As a large-cap stock within the Computers - Software & Consulting sector, Wipro’s technical and fundamental metrics warrant close monitoring. The mixed signals from momentum indicators and volume trends imply that investors should adopt a measured approach, balancing the stock’s recovery potential against prevailing market headwinds.
Outlook and Investor Considerations
While Wipro’s technical parameters have shifted towards a less bearish posture, the absence of strong bullish confirmation means that the stock remains vulnerable to downside risks. The mildly bullish weekly MACD offers some hope for short-term gains, but the persistent bearish monthly MACD and KST indicators caution against over-optimism.

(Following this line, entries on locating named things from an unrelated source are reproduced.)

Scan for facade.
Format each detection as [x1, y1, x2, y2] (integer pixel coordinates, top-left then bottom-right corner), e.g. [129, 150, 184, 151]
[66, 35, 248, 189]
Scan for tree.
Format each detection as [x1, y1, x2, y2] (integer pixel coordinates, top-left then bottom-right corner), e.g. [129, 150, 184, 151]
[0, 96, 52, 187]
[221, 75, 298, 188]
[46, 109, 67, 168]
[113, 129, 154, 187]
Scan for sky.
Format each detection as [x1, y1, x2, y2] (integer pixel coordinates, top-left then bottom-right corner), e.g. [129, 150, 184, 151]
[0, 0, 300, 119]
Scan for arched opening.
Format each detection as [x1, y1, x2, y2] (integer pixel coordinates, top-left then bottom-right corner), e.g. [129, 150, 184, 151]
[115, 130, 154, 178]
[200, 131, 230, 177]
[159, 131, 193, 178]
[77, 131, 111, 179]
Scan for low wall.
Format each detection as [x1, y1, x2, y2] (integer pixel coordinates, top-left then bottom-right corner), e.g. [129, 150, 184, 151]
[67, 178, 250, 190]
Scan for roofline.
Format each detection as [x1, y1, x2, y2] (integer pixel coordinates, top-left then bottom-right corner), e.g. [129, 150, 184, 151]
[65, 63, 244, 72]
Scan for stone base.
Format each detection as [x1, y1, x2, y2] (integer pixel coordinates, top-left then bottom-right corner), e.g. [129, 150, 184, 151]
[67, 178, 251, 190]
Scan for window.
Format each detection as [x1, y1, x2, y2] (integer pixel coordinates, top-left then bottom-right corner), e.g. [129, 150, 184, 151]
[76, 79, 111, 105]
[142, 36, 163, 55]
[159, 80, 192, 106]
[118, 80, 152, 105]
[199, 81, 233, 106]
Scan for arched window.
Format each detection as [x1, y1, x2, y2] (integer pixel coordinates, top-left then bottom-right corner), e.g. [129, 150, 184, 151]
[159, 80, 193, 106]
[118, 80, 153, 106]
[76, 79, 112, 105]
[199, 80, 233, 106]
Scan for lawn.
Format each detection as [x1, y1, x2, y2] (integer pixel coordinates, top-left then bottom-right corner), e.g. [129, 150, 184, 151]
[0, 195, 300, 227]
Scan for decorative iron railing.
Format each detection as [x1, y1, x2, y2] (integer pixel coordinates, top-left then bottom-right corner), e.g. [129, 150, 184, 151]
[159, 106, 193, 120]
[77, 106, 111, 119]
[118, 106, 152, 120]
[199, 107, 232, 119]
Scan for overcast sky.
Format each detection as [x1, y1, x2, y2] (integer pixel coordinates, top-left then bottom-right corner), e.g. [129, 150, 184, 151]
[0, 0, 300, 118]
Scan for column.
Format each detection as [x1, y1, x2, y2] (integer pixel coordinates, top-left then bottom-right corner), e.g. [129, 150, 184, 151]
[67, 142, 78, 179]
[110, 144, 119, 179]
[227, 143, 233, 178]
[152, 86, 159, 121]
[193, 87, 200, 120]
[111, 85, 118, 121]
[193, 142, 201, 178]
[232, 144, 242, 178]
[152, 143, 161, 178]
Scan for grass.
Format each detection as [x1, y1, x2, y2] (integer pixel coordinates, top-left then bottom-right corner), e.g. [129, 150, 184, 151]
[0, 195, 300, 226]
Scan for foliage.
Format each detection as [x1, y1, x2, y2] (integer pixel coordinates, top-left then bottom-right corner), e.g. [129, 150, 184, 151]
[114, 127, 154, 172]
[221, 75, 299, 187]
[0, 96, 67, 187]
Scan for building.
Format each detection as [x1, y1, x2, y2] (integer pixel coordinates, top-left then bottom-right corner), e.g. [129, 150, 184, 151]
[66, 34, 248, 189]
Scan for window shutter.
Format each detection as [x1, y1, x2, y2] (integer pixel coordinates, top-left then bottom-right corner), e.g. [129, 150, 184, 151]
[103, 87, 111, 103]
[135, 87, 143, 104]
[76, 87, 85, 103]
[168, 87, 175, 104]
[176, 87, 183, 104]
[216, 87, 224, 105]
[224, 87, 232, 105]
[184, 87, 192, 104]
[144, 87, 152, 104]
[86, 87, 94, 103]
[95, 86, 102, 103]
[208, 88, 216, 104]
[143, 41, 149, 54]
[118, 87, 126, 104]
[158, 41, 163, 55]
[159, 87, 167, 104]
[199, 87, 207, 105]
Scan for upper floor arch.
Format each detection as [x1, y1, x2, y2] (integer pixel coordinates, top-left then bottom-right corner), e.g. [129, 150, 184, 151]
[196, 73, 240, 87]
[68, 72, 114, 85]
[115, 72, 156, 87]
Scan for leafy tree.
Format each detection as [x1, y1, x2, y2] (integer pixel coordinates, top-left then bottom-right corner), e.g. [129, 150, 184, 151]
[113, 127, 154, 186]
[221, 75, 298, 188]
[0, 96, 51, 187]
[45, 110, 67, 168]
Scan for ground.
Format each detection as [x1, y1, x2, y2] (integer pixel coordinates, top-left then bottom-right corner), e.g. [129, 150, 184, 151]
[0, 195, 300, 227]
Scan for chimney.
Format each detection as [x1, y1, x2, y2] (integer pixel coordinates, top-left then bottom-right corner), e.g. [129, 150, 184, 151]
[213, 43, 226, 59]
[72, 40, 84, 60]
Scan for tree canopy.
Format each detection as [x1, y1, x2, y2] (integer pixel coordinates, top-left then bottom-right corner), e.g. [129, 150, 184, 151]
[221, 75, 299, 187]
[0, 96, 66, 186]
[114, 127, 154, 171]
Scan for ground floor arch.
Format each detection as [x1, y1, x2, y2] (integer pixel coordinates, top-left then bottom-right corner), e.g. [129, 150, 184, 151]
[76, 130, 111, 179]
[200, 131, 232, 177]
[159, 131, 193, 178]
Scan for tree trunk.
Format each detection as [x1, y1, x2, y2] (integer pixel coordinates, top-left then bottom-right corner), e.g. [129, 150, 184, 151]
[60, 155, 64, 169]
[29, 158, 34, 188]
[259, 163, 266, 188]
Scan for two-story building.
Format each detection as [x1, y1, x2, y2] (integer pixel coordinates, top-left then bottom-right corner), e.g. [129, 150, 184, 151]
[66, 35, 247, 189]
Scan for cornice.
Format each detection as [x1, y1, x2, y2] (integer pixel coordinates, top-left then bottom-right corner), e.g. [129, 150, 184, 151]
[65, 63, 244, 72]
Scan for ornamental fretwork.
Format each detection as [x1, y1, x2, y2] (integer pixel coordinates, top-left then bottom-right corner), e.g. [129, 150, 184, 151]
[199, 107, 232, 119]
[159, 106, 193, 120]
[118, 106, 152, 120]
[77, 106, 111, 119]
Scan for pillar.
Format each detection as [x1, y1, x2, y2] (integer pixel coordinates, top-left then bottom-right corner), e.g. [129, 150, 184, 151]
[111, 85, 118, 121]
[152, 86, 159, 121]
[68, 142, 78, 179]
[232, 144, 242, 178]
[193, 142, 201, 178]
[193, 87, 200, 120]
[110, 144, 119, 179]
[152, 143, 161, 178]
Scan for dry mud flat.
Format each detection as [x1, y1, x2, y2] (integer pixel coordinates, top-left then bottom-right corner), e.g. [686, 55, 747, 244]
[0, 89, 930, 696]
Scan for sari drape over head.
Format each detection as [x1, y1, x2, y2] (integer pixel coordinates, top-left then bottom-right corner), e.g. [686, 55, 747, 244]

Investors should watch for a decisive break above key moving averages and a sustained improvement in volume indicators to confirm a more robust uptrend. Until then, the Hold rating and Mojo Score of 50.0 suggest that Wipro is best approached with prudence, particularly given its underperformance relative to the Sensex over multiple periods.
In summary, Wipro Ltd. is navigating a complex technical landscape characterised by tentative momentum shifts and mixed signals. The stock’s current mildly bearish trend, coupled with neutral RSI and cautious volume patterns, indicates a phase of consolidation rather than a clear directional move. Investors are advised to monitor evolving technical cues closely and consider alternative opportunities within the sector.